9.蜘蛛
そう言い残して、俺はサブロウと一緒に救急車に乗り、病院へと向かった。状況をきかれたが、交通事故だと嘘をついた。まさか能力者同士の抗争による怪我だと正直に言っても信じてはくれないだろう。そして、怪我人との関係をきかれたので、俺ははっきりと答えだった。
「友人です」
これが最善の選択だったと信じるしかなかった。隊員たちは俺の言動を不審に思いながらも、対応してくれた。サブロウが近くの病院に運び込まれ、緊急手術が行われることになった。俺は廊下の長椅子に座っているように指示され、手術中の赤いランプをにらんでいた。こうしている間にも、瞳と義水は戦っている。頑張れ、サブロウ。早まるな、義水。無事でいろ、瞳。正気に戻れ、水牙。様々な思いが溢れ出す。そして、短かったのか長かったのか分からないうちに、手術中の赤いランプが消えた。俺は思わず立ち上がっていた。先に出てきた医師に駆け寄ると、思いもよらぬ言葉が返ってきた。
「手を尽くしましたが、及ばずに申し訳ありません」
医師は俺に向かって、小さく一礼した。衝撃のあまり、椅子に倒れ込んだ俺の横を、ストレッチャーが横切った。咄嗟に立ちあがった俺の目に飛び込んできたのは、眠ったようなサブロウの顔と、そのきれいな両腕だった。サブロウの両腕には、もうタトゥーがなかったのだ。
「どういことだ?」
まさか、という想いが頭をもたげた。俺が知る限り、サブロウは、誰かにタトゥーを譲渡していなかった。
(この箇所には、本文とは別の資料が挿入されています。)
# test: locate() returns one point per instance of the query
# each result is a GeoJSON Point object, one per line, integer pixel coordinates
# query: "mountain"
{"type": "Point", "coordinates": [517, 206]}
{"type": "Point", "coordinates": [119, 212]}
つまり、サブロウの死因は、水墨画による怪我ではなく、タトゥーの呪いの可能性が高い。一か月以内に、他人に譲渡しなければ死ぬタトゥー。サブロウは自分の死を覚悟で、動物画のタトゥーを所持しいていたに違いない。おそらく、俺という足手まといが増えたことで、サブロウはその選択をしたのだろう。つまり、俺がサブロウを死に追いやったも同然だ。サブロウはただでさえ、瞳を守るという義務を背負っていたのに、俺までも守ろうとしてくれたのだ。穏やかなサブロウの死に顔に、俺は縋っていた。
「サブロウ。サブロウ!」
もう開くことのない目を見つめ、嘘だと言ってくれと願う。俺を最初に助けてくれたのは、サブロウだった。瞳が言い過ぎた時に、それを制して俺を庇ってくれたのも、サブロウだった。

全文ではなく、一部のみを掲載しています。